Building robust and transparent predictive models is critical to trust and adoption from the business — but it’s notoriously time consuming to ensure models meet best practices standards, work on both "easy" and edge cases, and fulfill many other quality criteria. There are no shortcuts, as quality breaches in AI are what news headlines are made of. Dataiku 9 makes designing robust models faster, thanks to improvements and new capabilities throughout the model development lifecycle.
Step 1: Designing Robust Models
Novice and advanced data practitioners alike can make modeling mistakes of various shapes and sizes that can lead to poor quality models or just painful rework. Mistakes can range from using too small an input dataset and imbalanced target distribution or even selecting erroneous model hyperparameters. All of these mistakes, unchecked, can lead to too-good-to-be-true metrics and costly training misconfigurations. Dataiku 9 provides several quality-enhancing guardrails and sanity checks to produce robust models and reduce rework.
Model Diagnostics: Dataiku 9 provides built-in checks to develop quality models with visual ML diagnostics to troubleshoot/debug models.
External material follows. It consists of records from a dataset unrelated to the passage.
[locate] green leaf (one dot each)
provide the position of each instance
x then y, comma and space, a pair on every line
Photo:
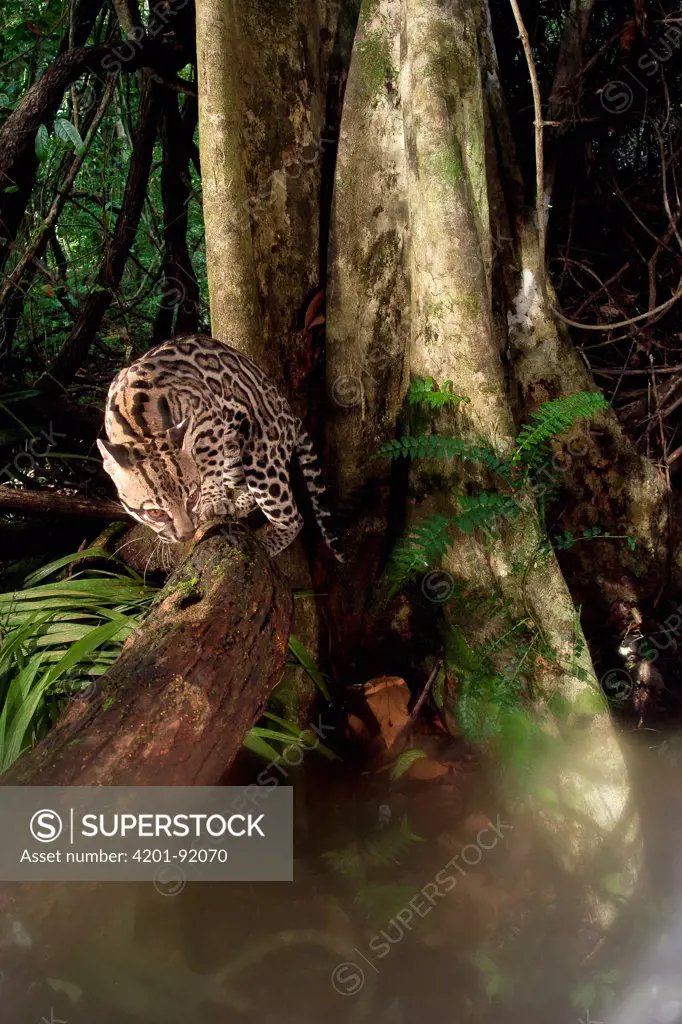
59, 563
403, 761
42, 142
493, 985
68, 132
306, 659
546, 795
589, 702
257, 744
584, 995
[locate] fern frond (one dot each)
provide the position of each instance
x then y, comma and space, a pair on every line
437, 446
387, 846
422, 548
551, 420
426, 394
484, 511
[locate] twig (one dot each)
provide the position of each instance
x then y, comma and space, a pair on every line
540, 156
619, 324
414, 714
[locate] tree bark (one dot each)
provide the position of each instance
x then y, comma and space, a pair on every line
31, 502
173, 711
416, 275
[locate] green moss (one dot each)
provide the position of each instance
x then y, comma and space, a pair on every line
376, 62
368, 10
449, 163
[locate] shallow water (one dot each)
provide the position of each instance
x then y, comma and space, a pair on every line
474, 922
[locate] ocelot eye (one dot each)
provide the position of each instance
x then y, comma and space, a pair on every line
157, 515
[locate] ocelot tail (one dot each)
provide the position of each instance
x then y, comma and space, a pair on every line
190, 422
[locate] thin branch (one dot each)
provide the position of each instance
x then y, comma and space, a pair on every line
540, 156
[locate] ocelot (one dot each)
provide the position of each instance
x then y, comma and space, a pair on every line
193, 421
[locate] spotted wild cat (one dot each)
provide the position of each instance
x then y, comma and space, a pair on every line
194, 420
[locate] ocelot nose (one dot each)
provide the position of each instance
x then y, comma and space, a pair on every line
183, 528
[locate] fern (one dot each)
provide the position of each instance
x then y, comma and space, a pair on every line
384, 848
423, 547
484, 511
437, 446
426, 394
552, 419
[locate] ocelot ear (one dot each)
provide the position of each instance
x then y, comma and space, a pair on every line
176, 435
116, 455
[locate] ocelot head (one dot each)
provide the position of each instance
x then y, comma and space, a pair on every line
158, 481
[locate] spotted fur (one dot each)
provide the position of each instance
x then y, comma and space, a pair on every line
194, 421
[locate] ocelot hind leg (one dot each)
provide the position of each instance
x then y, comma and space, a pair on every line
267, 481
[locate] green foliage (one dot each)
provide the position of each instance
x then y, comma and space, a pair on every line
382, 849
403, 762
304, 657
359, 861
551, 420
493, 681
437, 446
56, 639
426, 543
424, 546
484, 511
428, 396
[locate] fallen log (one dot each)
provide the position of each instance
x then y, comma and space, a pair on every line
174, 710
189, 683
15, 500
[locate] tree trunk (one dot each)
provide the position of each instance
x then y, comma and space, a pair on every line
173, 711
51, 503
426, 187
188, 685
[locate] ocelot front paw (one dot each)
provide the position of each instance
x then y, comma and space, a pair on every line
215, 509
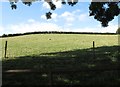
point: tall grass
(46, 43)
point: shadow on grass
(76, 67)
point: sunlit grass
(46, 43)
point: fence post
(93, 49)
(50, 79)
(5, 48)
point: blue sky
(64, 18)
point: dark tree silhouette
(102, 11)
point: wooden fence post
(93, 49)
(5, 48)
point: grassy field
(47, 43)
(62, 52)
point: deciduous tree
(102, 10)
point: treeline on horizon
(54, 32)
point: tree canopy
(102, 10)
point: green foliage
(102, 13)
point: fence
(90, 70)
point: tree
(118, 31)
(102, 11)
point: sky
(64, 18)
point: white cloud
(57, 4)
(83, 17)
(54, 17)
(46, 5)
(69, 17)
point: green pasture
(47, 43)
(62, 53)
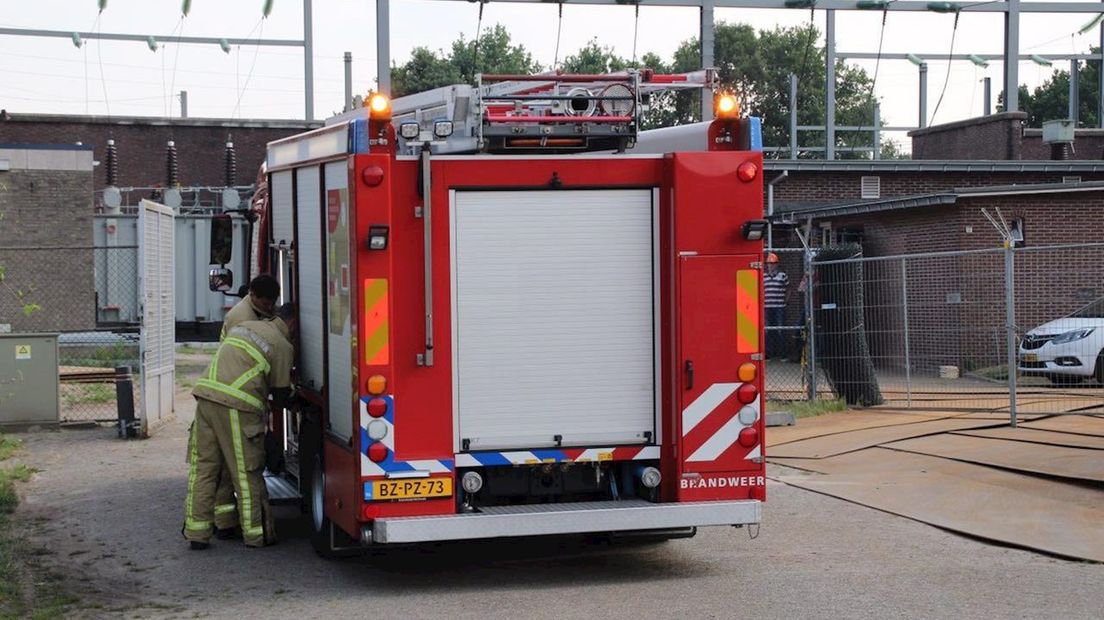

Think of it as a second set of eyes checking your model and providing warnings and hints along the way to improve your model throughout its development. Best of all, when issues arise, Dataiku displays messages that explain the problems so that novice data scientists can learn from their mistakes and take corrective action.
Model Assertions: Most of the time, the data scientists are not business domain experts. A model developed without expert input could fail basic tests which can then lead to a failed project and a lack of trust with key stakeholders. Dataiku 9 includes model assertions to check a model correctly handles known use cases to enhance communication between domain experts and data scientists. Even better, model assertions continue to run during retraining in production, giving the production team another check on model health with current production data and conditions.
What-If Analysis: Data scientists and domain experts alike can benefit from testing predictive outputs based on varying input conditions. Dataiku 9 includes what-if analysis designed for data scientists and business users. Data scientists can use what-if analysis to gain a better understanding of modeling results using row-level data. Data scientists can also publish what-if analysis to Dataiku dashboards where business users can test models and build trust in results using actual or hypothetical data.
Model Fairness Report: Dataiku already includes Responsible AI features, including subpopulation analysis and partial dependence plots. Dataiku 9 adds a new model fairness report with the most common metrics, including demographic parity, equality of opportunity, equalized odds, and more. Having access to additional metrics can help novice and advanced data scientists determine if their model is biased against a particular group or fails to make accurate predictions for a group.
Step 2: Tune Faster Without Sacrificing Quality
The goal is always to build a high-quality model, but rounds of manual experimentation and tuning can drag on and test the patience of even the most experienced data scientist. Additionally, suboptimal choices are not obvious, such as picking the wrong tree depth. Hyperparameter search automates finding the optimal parameters for a model but can be resource-intensive. In Dataiku 9, hyperparameter search gets a boost from the distribution of the parameter search workload on Kubernetes for faster model tuning.
Dataiku 9 supports data teams and data scientists from novice to expert with new capabilities that help build better models, explain models, and build trust with business stakeholders, faster than ever before.